Thomas Kirszbaum posits, what if the politique de la ville never existed?
The situation would be much worse,... That would be the common sense evaluation.
The big "but" in this line of thought: "politique de la ville doesn't seem to have made the situation all that much better." The Banlieue residents believe their situation has not changed over the past decade (the guardian.com; Oct. 22, 2015; date accessed July 24, 2018).
The $64 million question, "what's the solution?" Naima M'Faddel, a civic official from Dreux, suggests completely doing away with these designations (lexpress.fr; June 4, 2017; date accessed July 24, 2018). In a 2016 with L'Express, she said, It has resulted in too many perverse effects (Ibid). Patrick Simon, a researcher at INED, believes that politique de la ville "needs to refocus on its original intent--to help people gain access to opportunities, rather than to simply alter the physical attributes of the space live in." Mr Kirszbaum, a sociologist, also stressed the importance of empowering the communities and paying attention to conversations taking place (bindyblog.fr; date accessed July 24, 2018). Out these recommendations, a theme emerges: "any workable solution needs to address people, not just the place. And if officials are making policy decisions without listening to what the banlieue residents want and need, then, there is litt,e chance they are going to succeed in tailoring their solutions."

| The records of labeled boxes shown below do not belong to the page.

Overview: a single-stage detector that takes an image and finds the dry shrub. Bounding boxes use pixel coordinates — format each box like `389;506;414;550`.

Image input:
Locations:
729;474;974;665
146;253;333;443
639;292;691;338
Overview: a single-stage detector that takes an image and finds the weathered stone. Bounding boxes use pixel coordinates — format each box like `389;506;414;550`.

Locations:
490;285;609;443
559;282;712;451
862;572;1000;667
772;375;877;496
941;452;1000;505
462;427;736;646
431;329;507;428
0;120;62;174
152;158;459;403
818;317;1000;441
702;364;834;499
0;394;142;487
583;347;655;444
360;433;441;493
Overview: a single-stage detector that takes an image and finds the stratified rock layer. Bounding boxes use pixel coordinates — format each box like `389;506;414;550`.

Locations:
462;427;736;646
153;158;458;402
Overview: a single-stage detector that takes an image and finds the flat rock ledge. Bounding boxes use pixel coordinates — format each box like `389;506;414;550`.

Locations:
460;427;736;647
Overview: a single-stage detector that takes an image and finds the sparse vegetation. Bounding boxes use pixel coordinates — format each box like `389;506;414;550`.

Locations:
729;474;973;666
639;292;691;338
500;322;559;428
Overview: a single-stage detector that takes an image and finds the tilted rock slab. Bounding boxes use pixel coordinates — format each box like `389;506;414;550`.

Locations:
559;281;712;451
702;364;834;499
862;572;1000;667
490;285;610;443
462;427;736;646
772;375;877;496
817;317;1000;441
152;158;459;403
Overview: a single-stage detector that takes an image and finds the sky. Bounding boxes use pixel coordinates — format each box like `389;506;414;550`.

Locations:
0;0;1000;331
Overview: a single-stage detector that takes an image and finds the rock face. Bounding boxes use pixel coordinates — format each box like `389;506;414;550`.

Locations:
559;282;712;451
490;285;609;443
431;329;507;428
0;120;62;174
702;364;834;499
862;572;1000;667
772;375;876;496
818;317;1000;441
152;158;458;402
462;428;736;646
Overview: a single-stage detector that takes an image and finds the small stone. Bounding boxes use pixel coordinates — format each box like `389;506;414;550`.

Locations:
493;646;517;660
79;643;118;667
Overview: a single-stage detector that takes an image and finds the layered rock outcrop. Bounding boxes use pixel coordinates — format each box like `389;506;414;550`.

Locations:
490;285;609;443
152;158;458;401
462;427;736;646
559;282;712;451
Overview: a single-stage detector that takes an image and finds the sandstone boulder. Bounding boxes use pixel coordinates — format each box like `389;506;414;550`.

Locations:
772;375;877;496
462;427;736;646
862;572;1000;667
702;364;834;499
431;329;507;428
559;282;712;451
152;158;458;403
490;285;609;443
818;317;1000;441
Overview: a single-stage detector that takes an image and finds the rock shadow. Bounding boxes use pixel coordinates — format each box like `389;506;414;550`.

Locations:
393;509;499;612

Recently, President Emanuel Macron announced a "new approach"(lemonde.fr; Nov. 13, 2017; date accessed July 24, 2018) to politique de la ville, which included doubling funds for urban renewal programs. Ms. Driria is not impressed by President Macron's promises. She said, "If the French government were really sincere about helping, it would acknowledge it own role in creating the banlieue; take responsibility for [arteeast.org; Fall 2017; date accessed July 24, 2018] colonialism and slavery and understand how the legacies of these action persist in the way these urban spaces are policed today." Although Paris recently expanded its physical boundaries (citylab.com; July 29, 2013; date accessed July 24, 2018) to incorporate many of the suburban jurisdictions, Ms. Drira said that the "city has yet to fold the residents of these spaces into its imagined community [en.m.wikipedia.org; date accessed July 24, 2018]--into France's idea of itself." It needs to acknowledge the banlieues are the other, they are othered by the state. She said,
They keep blaming the problems [of these neighborhoods] on us,... and yet, it's they who are not making an effort.